Open/close all quotes
Tygodnik Powszechny (PL) /

Shattered dreams

Tygodnik Powszechny looks back nostalgically to the time before 9/11:

“At the beginning of the 21st century the world was simply indescribably beautiful. The dust of the Cold War had settled. Poland and its neighbours were already in Nato and completing their integration into the EU. The clean-up after the Yugoslav Wars was coming to an end. There was general satisfaction with the stability of the post-Soviet space and young President Putin's pro-Western reforms. The rise of the middle class in China, the pillar of future democracy, was eagerly awaited. The world was becoming prosperous, enjoying itself and looking boldly to the future that would be like the present - in the words of Francis Fukuyama, who predicted the 'end of history' which was to bring about the ineluctable victory of liberal democracy.”

TVXS (GR) /

New era of barbarism

Spyros Danellis, leftist politician and columnist for TVXS, sees a wasted opportunity:

“The attacks were a painful awakening for public opinion in the US and all Western societies that considered it completely acceptable and legitimate to follow military operations in the Gulf region, Yugoslavia, Afghanistan, Chechnya or Central Africa on television. But this rude awakening did nothing to redefine human life as sacrosanct. On the contrary, the occupation of Afghanistan, the disintegration of Iraq, the civil war in Syria, the Arab Spring and all that followed, especially the breakup of Libya, led our troubled world into a new era of barbarism.”

Wiener Zeitung (AT) /

A long century of terrorism

9/11 ushered in a new era, explains historian Dieter Reinisch in a commentary for the Wiener Zeitung:

“September 11, 2001 can be regarded as the real beginning of the 21st century. ... The world was in shock, but hardly anyone suspected just how much the events of that day would influence the following decades. ... With the restriction of civil rights and the gradual establishment of increased state surveillance, a fear scenario was established. This fear of terrorist attacks is being instrumentalised politically. ... And this will continue to be the case in the future - the 'century of terrorism' that began 20 years ago will not be a short century.”

La Repubblica (IT) /

Radical Islamists even more dangerous today

September 11, 2001 marked the beginning of a wave of global jihadism which the West has still not been able to defeat, editor-in-chief Maurizio Molinari laments in La Repubblica:

“Twenty years on, this terror offensive is not only still in full swing, it also has the wind in its sails: from the streets of Kabul to the dunes of the Sahel to the courtroom in Paris. It forces us all to remain vigilant. ... Jihadism is an extremist ideology that distorts the content of the Koran in order to give itself legitimacy. It rejects modernity, believes in violence and seeks domination first over all Muslims and then over the entire planet, eliminating the 'renegades' and subjugating the 'infidels' to establish a caliphate where women are treated as prey.”

El País (ES) /

Close Guantánamo

As a result of the attacks, the US naval base in Cuba's Guantánamo Bay was expanded to include the now notorious detention centre. The detainees there must finally be released or put on trial in normal judicial procedures, journalist Lluís Bassets demands in El País:

“It is true that among the remaining inmates there are terrorists as dangerous as those who have just formed a government in Kabul. But to keep them locked up after almost 20 years without trial is even worse than letting them go. ... Not only because this is a matter of justice, but because it is is a consequence of the global war on terrorism. If Washington wants to start regaining the trust and prestige it has lost, there should be no detainees left at Guantánamo on the 20th anniversary of the prison camp's opening in January.”

Ria Nowosti (RU) /

Why has the trial been delayed for so long?

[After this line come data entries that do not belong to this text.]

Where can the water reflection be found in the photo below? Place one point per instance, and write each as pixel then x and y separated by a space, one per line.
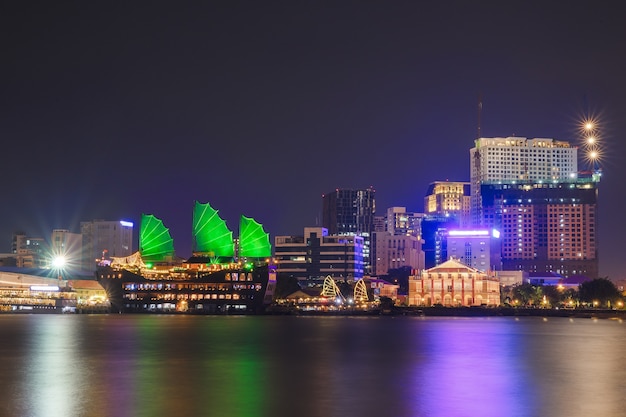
pixel 474 367
pixel 53 376
pixel 310 366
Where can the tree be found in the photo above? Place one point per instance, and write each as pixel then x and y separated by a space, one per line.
pixel 600 292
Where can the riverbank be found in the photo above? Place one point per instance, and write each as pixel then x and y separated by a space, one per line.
pixel 459 312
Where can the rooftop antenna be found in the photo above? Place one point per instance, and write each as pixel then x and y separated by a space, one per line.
pixel 480 110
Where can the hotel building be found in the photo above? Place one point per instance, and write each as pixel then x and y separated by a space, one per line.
pixel 317 254
pixel 477 248
pixel 545 227
pixel 529 190
pixel 448 199
pixel 351 213
pixel 400 245
pixel 513 159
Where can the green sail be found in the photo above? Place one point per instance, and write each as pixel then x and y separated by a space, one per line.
pixel 155 242
pixel 253 241
pixel 211 235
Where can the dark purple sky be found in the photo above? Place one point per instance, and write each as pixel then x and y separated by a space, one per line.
pixel 113 109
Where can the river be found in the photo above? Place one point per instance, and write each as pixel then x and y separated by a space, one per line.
pixel 275 366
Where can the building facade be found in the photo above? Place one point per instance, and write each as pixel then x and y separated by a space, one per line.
pixel 477 248
pixel 453 284
pixel 448 199
pixel 105 239
pixel 351 213
pixel 545 227
pixel 396 251
pixel 67 245
pixel 317 254
pixel 513 159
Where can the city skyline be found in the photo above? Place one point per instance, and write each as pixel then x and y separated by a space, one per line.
pixel 114 112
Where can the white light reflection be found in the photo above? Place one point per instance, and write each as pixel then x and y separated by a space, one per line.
pixel 53 376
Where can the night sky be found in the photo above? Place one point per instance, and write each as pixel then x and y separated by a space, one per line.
pixel 113 109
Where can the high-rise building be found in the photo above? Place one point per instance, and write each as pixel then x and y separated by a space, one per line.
pixel 30 252
pixel 476 248
pixel 105 239
pixel 448 199
pixel 401 222
pixel 351 212
pixel 530 190
pixel 316 254
pixel 513 160
pixel 67 245
pixel 400 245
pixel 545 227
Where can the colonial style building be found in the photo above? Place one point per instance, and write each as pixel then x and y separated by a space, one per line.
pixel 453 284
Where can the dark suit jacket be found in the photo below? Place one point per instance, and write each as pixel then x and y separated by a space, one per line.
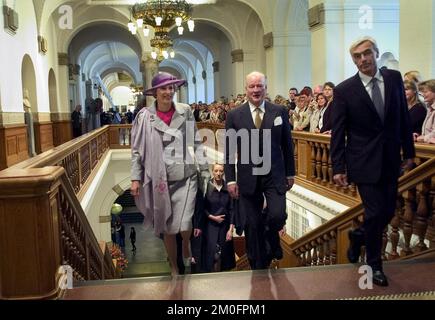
pixel 282 158
pixel 417 114
pixel 327 124
pixel 372 149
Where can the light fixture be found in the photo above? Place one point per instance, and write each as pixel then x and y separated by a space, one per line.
pixel 161 15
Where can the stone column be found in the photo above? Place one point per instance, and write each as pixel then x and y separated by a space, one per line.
pixel 238 71
pixel 417 32
pixel 217 83
pixel 151 69
pixel 63 76
pixel 335 25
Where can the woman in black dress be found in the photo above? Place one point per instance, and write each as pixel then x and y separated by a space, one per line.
pixel 219 248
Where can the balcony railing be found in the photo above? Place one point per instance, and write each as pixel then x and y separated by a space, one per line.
pixel 39 204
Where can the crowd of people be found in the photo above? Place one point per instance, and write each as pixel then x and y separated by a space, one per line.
pixel 371 117
pixel 309 110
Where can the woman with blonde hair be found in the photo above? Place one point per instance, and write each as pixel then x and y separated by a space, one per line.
pixel 417 111
pixel 164 184
pixel 428 130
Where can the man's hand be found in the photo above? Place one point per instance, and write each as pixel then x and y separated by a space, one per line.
pixel 341 180
pixel 218 219
pixel 233 190
pixel 290 183
pixel 408 164
pixel 282 232
pixel 196 233
pixel 134 189
pixel 229 236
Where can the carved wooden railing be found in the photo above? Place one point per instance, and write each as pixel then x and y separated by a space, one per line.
pixel 328 243
pixel 120 136
pixel 79 157
pixel 43 228
pixel 314 166
pixel 74 241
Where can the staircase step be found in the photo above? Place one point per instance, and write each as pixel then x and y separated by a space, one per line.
pixel 327 282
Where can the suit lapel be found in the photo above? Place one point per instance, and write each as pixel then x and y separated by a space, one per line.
pixel 156 122
pixel 269 116
pixel 176 122
pixel 178 117
pixel 246 117
pixel 388 90
pixel 362 94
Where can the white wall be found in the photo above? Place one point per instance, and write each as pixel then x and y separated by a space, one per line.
pixel 122 96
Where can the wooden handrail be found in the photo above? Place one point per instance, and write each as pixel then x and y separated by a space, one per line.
pixel 74 224
pixel 337 227
pixel 44 227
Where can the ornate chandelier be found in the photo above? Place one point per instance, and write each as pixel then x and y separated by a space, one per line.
pixel 161 15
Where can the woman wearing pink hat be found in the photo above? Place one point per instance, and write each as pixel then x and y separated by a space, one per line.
pixel 164 173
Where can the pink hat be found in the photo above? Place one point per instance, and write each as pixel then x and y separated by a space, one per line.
pixel 305 92
pixel 163 79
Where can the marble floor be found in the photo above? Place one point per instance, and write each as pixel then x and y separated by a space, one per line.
pixel 150 258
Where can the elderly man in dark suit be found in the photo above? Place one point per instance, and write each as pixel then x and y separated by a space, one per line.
pixel 370 127
pixel 260 134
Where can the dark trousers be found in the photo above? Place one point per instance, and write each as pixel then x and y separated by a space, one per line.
pixel 262 227
pixel 379 202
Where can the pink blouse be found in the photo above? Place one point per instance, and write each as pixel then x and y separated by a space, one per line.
pixel 166 117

Ria Novosti criticises the fact that the preliminary hearings are only now beginning in Guantánamo for the trial of Khalid Sheikh Mohammed, the alleged mastermind behind the attacks:

“As astonishing as it sounds, the verdict against the man whom the US authorities believe to be the organiser of the world's most famous terrorist act has not yet been handed down despite the fact that he has been in US prisons since 2003. ... Now the preliminary hearing is underway, but no one can guarantee that a normal trial will begin after that. ... Mohammed has been stuck in a lawless purgatory for almost 20 years. Without wanting to indulge in conspiracy theories, one must ask: why is the US leadership dragging out the trial of the organiser of 9/11 is this way?”

Expresso (PT) /

Failed attempt to gain time

9/11 remains the open wound of this century, writes Expresso:

“The attack ordered by Bin Laden set in motion a process in this century that has never stopped. Gaining time was therefore no more than wishful thinking. This 20th anniversary confronts us with many old problems. Afghanistan has turned back the clock to 2001, the US is turning its attention to its own affairs and the Pacific, Guantánamo continues to challenge the idea of justice, states' control over their citizens is unrestricted, the fear of a wave of Muslim refugees threatens European politics. We have tried to gain more time, but time has won.”

The Irish Times (IE) /

Bin Laden won

In the final analysis the US's response to the terrorist attacks has done far more damage than the attacks themselves, columnist Fintan O'Toole concludes in The Irish Times:

“The death toll on 9/11 was a fearful 2,977. The wars it triggered have killed 801,000 people directly and several times that number indirectly. Thirty-eight million people have been driven from their homes. The US has spent 6.4 trillion (€5.4 trillion) to achieve these results. This is surely beyond the darkest dreams ever harboured in bin Laden's fanatical heart. The great tragedy for the bereaved and the survivors of 9/11 is that there is a real sense in which bin Laden won.”

The Daily Telegraph (GB) /

Interference has only made things worse

The US should have pulled out much sooner, columnist Tim Stanley comments in The Daily Telegraph:

“It might have made sense to tighten US security and find and capture bin Laden, while recalibrating US policy to withdraw from the region and reduce its overexposure. Instead, it did the complete opposite. Stable dictatorships were uprooted, creating a vacuum for terrorists to fill; the US handed propaganda victories to the enemy via accusations of torture. If America's empire has ended – which I very much doubt – then it wasn't when it retreated from Afghanistan, but when it injected itself so violently into the region.”